Dann pustete die Heeresführerin Wasser aus, atmete genervt ein. »Also schön.« Sie ließ von Aurelian ab. Und bevor er auf Abstand schwimmen konnte, packte sie ihn an seiner giftgrünen Ohrflosse.
»Auf dem Weg dorthin erklärst du mir, was das sollte.«
»Au! Au! Lass das!
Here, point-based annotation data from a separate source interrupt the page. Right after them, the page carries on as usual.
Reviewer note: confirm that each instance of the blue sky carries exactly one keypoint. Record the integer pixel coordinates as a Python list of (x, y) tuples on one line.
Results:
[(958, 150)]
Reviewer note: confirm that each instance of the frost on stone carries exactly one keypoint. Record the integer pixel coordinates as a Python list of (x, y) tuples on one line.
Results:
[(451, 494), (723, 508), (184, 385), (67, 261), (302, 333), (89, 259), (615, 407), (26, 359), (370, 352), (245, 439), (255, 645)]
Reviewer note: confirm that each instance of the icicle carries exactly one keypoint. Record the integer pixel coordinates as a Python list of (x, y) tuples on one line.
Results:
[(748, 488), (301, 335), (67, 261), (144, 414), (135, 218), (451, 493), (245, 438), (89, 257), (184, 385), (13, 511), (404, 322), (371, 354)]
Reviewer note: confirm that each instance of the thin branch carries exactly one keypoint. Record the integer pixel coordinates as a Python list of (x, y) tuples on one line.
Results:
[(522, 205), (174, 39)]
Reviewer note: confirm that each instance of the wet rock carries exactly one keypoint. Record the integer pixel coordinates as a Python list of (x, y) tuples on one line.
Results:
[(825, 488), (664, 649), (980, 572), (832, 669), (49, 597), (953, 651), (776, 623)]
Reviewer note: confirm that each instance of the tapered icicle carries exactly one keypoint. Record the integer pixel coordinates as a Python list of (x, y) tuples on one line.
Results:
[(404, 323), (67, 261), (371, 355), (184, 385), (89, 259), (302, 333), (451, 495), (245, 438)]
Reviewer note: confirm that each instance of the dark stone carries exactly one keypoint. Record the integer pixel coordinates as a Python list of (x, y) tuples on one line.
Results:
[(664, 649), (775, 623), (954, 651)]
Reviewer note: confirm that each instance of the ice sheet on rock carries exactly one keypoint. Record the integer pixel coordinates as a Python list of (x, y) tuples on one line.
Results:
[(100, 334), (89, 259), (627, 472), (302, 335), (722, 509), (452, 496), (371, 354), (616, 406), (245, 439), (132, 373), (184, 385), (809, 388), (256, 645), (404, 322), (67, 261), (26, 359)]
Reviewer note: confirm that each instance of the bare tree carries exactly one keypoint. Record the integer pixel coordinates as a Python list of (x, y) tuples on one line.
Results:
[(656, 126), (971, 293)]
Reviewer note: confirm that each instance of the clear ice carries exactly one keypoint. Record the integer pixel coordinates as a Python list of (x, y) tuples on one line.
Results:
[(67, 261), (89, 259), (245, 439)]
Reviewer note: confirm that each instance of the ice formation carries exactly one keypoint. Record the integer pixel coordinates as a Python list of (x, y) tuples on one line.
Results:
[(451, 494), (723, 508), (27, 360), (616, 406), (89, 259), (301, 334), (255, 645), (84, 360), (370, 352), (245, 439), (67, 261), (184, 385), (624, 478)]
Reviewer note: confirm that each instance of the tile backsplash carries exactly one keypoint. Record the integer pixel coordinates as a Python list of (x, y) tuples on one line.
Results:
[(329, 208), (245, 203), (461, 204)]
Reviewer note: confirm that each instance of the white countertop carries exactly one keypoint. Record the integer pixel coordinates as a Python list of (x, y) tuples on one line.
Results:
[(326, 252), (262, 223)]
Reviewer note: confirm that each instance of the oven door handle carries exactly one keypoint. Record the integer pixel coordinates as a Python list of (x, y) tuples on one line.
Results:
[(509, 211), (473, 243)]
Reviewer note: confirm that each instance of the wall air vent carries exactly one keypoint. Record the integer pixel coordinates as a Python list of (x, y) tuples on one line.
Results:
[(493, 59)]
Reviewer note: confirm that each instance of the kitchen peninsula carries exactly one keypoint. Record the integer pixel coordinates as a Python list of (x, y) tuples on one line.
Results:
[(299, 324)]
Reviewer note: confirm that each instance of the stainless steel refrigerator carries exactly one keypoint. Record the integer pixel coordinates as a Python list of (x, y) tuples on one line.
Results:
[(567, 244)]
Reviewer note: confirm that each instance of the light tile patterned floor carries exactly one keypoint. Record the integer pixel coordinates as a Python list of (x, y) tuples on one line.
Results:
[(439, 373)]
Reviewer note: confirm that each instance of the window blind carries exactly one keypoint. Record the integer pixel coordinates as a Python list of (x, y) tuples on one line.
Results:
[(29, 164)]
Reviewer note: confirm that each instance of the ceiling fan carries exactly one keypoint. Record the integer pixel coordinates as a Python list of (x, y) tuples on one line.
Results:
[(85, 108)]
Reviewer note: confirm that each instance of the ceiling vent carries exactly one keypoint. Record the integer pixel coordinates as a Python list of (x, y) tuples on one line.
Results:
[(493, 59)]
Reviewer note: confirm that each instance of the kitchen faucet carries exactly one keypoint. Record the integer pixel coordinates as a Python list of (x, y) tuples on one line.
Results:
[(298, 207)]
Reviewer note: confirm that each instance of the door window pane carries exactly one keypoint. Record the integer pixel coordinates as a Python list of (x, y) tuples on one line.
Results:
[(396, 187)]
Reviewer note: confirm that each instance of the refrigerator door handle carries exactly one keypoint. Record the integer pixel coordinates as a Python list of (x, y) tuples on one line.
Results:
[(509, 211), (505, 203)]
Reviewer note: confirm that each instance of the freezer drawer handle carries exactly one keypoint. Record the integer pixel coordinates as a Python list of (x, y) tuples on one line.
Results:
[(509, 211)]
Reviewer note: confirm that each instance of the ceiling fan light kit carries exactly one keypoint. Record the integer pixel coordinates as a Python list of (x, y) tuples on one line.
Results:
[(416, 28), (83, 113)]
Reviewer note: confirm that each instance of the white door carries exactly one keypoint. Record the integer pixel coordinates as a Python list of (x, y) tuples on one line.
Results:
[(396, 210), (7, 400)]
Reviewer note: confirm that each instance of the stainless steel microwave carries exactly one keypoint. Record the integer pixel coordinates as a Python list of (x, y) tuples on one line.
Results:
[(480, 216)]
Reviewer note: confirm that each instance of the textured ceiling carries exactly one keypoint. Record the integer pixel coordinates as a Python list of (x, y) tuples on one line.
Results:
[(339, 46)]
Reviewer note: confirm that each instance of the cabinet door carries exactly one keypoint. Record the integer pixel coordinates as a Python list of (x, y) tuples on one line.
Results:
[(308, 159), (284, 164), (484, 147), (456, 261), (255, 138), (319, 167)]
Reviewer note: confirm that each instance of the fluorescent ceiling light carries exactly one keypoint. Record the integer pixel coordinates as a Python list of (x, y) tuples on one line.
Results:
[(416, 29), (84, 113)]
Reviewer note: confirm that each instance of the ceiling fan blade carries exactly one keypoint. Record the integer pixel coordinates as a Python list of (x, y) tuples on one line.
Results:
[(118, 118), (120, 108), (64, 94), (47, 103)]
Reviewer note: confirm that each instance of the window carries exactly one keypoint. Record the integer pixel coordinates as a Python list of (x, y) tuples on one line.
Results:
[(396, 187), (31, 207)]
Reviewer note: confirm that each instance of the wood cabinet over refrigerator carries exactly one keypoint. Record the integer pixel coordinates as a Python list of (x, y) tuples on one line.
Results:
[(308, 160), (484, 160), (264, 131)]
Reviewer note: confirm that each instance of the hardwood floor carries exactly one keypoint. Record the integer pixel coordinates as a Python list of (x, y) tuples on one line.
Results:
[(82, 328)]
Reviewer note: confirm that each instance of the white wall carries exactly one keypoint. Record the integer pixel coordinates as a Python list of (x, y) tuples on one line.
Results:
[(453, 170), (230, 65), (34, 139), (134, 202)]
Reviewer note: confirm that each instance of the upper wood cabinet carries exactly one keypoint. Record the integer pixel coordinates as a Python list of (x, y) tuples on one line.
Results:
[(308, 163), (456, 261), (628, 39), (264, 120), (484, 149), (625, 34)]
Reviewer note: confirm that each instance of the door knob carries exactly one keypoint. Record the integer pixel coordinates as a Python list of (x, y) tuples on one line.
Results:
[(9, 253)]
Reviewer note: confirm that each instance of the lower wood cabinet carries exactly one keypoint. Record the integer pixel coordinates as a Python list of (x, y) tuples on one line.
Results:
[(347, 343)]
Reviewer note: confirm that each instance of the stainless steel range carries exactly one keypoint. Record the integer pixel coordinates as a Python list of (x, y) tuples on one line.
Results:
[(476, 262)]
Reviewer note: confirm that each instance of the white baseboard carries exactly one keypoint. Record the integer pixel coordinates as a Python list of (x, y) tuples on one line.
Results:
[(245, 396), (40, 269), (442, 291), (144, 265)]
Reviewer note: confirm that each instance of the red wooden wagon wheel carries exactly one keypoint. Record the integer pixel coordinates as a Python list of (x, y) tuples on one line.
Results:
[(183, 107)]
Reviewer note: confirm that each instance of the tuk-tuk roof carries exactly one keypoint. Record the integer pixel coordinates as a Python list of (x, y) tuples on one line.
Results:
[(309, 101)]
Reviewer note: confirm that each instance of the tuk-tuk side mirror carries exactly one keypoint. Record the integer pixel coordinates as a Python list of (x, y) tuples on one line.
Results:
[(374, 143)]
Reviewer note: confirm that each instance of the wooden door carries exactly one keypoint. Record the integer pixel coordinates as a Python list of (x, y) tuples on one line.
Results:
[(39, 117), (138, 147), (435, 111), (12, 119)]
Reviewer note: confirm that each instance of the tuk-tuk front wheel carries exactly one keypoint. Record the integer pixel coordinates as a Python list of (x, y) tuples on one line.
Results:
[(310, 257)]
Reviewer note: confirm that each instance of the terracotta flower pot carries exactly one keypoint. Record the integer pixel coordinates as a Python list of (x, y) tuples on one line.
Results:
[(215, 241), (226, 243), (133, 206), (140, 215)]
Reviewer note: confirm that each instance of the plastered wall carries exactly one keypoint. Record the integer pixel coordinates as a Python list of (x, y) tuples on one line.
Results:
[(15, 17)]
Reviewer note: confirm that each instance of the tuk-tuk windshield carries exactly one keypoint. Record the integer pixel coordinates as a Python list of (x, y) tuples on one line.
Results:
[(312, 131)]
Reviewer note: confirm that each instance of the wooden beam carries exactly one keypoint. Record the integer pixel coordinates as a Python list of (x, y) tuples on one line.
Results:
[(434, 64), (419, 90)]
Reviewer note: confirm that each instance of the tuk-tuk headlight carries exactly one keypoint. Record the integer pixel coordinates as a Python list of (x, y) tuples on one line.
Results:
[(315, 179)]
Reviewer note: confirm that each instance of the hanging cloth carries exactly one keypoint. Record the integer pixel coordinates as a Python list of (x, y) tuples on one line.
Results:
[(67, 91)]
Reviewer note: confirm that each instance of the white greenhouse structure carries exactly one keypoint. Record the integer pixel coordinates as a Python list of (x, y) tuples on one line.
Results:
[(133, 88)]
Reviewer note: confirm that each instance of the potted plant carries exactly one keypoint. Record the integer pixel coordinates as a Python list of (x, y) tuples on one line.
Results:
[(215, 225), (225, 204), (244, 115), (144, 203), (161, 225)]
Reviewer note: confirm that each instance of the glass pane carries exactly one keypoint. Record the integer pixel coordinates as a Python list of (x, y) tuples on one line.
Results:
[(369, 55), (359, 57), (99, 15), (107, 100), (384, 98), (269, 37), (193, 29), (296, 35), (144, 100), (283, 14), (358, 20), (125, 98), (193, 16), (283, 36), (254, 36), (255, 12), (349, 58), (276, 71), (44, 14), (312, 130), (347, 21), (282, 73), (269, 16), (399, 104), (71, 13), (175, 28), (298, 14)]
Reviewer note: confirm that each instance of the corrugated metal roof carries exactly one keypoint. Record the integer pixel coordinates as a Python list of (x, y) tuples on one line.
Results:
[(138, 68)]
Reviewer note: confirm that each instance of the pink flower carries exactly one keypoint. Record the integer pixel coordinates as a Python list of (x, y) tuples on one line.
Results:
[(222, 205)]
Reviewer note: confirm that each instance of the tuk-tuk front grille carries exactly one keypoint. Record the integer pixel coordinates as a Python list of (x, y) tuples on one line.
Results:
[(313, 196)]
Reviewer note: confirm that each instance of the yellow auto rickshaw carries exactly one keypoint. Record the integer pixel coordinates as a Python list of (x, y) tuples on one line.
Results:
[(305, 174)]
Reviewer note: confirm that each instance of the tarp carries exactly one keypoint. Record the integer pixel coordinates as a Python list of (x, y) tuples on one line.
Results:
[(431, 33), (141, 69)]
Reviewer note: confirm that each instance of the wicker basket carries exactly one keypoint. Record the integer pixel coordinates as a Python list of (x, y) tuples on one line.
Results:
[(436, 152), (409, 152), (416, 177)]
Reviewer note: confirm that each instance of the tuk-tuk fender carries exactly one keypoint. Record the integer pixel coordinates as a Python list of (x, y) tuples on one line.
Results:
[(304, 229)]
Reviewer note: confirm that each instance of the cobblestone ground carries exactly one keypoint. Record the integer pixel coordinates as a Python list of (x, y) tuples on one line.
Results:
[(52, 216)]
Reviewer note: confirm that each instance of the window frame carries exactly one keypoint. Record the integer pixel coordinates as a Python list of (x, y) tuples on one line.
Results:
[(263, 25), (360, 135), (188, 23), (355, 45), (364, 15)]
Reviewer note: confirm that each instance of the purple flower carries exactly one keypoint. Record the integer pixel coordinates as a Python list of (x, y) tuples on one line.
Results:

Ich bin kein Kinderfisch mehr!«
Die Schneiderfische hatten ihr Atelier in der Nähe der Hofschmiede, die allerlei magische Schmuckstücke, Totschwerter und anderen Kram aus magischem und nicht magischem Metall fertigte. Bei der Hofschmiede war Aurelian gern, nicht zuletzt, weil dort der Ring gefertigt worden war, den er Kayron geschenkt hatte. Und der war ein wahres Prachtstück. Die Schmiedefische hörten stets zu, wenn er mit einem Wunsch zu ihnen kam und taten ihr Bestes, seine Vorstellungen so genau wie möglich umzusetzen. Er liebte die Ornamente aus Metall, die den gesamten Innenbereich der Schmiede schmückten, sich über Wände und Decke zogen wie eine elegante Rüstung. Oder die Schmiedetische mit den magischen Symbolen, die es jenen, die die Kunst beherrschten, ermöglichten, Metalle mit bloßer Berührung zu verformen, zu verschmelzen und zu härten.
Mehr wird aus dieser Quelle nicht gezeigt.